By Laura Matter, Volunteer Site Leader at the Picardo P-Patch
Here are some tips to keep your garden, and you, thriving this time of year:
- Keep it hydrated! Water existing plants deeply and your seedling beds often. Deep watering encourages deep rooting and seedlings are very shallow rooted, small and tender and susceptible to drying out. You might need to be checking existing plants twice a week or more right now and certainly the seedlings more often. When the weather cools down again you can back off more frequent watering. Do continue to water deeply when you need to water. It just won’t be as often!
- Keep yourself hydrated, wear a hat and sunscreen to protect yourself from the sun. Rest in the shade of the pavilion! The garden is a deep bowl of dark soil that heats up efficiently and radiates back at you. Great for growing plants but hot and sometimes humid for you.
- Garden early in the morning. This is better for watering too as the plants get a chance to dry off before the sun sets and keeps them hydrated during the heat. Garden later in the day. If you are watering in the evening keep the water low and avoid getting the leaves wet to minimize disease issues. The evening air temperatures are still cool.
- Mulch your beds! Paths in your plots can be mulched with the wood chips that tree companies and Seattle Parks folks bring us periodically. You can also use these to top off your section of the community garden path to keep it weed free; part of your plot responsibility. The chips can be found on the corner of 25th NE and NE 82nd St or on the hillside by the west compost bins. (We need to get these chips off the hill so help yourself). Easiest path tothe corner is out the garden to NE 82nd and then take a left and head to the corner! A wheelbarrow and a pitchfork or shovel will do the job.

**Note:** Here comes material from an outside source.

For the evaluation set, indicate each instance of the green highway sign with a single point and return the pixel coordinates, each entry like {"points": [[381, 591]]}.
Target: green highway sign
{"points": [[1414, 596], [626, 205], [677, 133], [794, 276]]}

- Another great use for annual weeds, which are growing like gangbusters right now, is to pull them and drop them as mulch around your plantings. They will dry out quickly in the sun and make a good mulch around your plants. Keep it onsite; nourish your beds and keep them moist and weed free at the same time.
- Try other types of mulch; compost is great for water retention around new plantings, leaves are great for perennial plantings. Burlap laid between rows keeps soil moist and cool and weeds down. You can find burlap from coffee roasters or Seattle Burlap.
- With warmer weather we are tempted to get our summer crops into the soil. Wait to plant them or be sure to provide protection for tender plantings like tomatoes, peppers, cucumbers, squash and eggplant. Cover new plantings with season extenders like Wall O’ Waters or cloches to protect them from cool night temperatures but be sure to also provide venting when cloching on hot days! Wait to plant that basil!!! Basil is one of the most tender of all summer crops.